Transferability of type 2 diabetes implicated loci in multi-ethnic cohorts from Southeast Asia

Abstract

Recent large genome-wide association studies (GWAS) have identified multiple loci which harbor genetic variants associated with type 2 diabetes mellitus (T2D), many of which encode proteins not previously suspected to be involved in the pathogenesis of T2D. Most GWAS for T2D have focused on populations of European descent, and GWAS conducted in other populations with different ancestry offer a unique opportunity to study the genetic architecture of T2D. We performed genome-wide association scans for T2D in 3,955 Chinese (2,010 cases, 1,945 controls), 2,034 Malays (794 cases, 1,240 controls), and 2,146 Asian Indians (977 cases, 1,169 controls). In addition to the search for novel variants implicated in T2D, these multi-ethnic cohorts serve to assess the transferability and relevance of the previous findings from European descent populations in the three major ethnic populations of Asia, comprising half of the world's population. Of the SNPs associated with T2D in previous GWAS, only variants at CDKAL1 and HHEX/IDE/KIF11 showed the strongest association with T2D in the meta-analysis including all three ethnic groups. However, consistent direction of effect was observed for many of the other SNPs in our study and in those carried out in European populations. Close examination of the associations at both the CDKAL1 and HHEX/IDE/KIF11 loci provided some evidence of locus and allelic heterogeneity in relation to the associations with T2D. We also detected variation in linkage disequilibrium between populations for most of these loci that have been previously identified. These factors, combined with limited statistical power, may contribute to the failure to detect associations across populations of diverse ethnicity. These findings highlight the value of surveying across diverse racial/ethnic groups towards the fine-mapping efforts for the casual variants and also of the search for variants, which may be population-specific.

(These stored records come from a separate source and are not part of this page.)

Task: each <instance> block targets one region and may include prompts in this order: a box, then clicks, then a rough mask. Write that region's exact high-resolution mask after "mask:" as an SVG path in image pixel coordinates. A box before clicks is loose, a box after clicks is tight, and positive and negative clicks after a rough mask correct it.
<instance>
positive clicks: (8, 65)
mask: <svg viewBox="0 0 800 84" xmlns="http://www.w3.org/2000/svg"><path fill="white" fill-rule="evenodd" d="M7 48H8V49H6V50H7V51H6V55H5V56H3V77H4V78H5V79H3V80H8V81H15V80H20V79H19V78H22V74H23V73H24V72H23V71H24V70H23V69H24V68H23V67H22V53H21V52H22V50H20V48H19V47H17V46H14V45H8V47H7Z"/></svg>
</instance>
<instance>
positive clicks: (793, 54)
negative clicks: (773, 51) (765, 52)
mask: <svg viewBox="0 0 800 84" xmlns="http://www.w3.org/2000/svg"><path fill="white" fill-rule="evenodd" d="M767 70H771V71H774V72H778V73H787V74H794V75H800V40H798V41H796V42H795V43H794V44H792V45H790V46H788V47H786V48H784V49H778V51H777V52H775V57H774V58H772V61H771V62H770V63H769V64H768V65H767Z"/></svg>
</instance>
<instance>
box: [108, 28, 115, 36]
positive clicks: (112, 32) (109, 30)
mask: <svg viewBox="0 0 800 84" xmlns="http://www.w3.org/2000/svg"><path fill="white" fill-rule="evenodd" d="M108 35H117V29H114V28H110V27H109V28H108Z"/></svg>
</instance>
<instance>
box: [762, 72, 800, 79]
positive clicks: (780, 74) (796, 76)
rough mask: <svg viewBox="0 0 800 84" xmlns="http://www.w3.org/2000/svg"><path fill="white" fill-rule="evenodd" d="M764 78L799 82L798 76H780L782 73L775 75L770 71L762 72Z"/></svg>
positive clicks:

Figure 1. Bivariate plots comparing odds ratios observed in each of the ethnic groups with odd ratios established in populations of European ancestry.

(A) Chinese, (B) Malays, (C) Indians, (D) Combined meta-analysis. Each SNP is plotted with a colour that indicates if the SNP was identified through candidate gene studies (black) or linkage studies (red) or candidate-pathway analysis (green) or T2D genome-wide scans (blue).

Figure 2. Regional association plots of the index SNP in CDKAL1.

For each ethnic group, the univariate analysis regional plot, A) Chinese B) Malays C) Indians, is shown together with analysis conditioned on established index SNP rs7754840, D) Chinese E) Malays F) Indians, in populations of Caucasian ancestry. In each panel, the index SNP is represented with a purple diamond and surrounding SNPs coloured based on their r² with the index SNP. Estimated recombination rates reflect the local LD structure in the 500kb buffer around the index SNP and the proxies are plotted on Hapmap values from the Hapmap JPT+CHB. Data for gene annotations are obtained from the RefSeq track of the UCSC Gene Browser (See LocusZoom http://csg.sph.umich.edu/locuszoom/ for more details).

Figure 3. Regional association plots of the index SNP in HHEXX/IDE/KIF11.

For each ethnic group, the univariate analysis regional plot, A) Chinese B) Malays C) Indians, is shown together with analysis conditioned on the index SNP rs6583826, D) Chinese E) Malays, F) Indians, found in meta-analysis across three ethnic groups and established index SNP rs1111875, G) Chinese H) Malays I) Indians, in populations of European ancestry.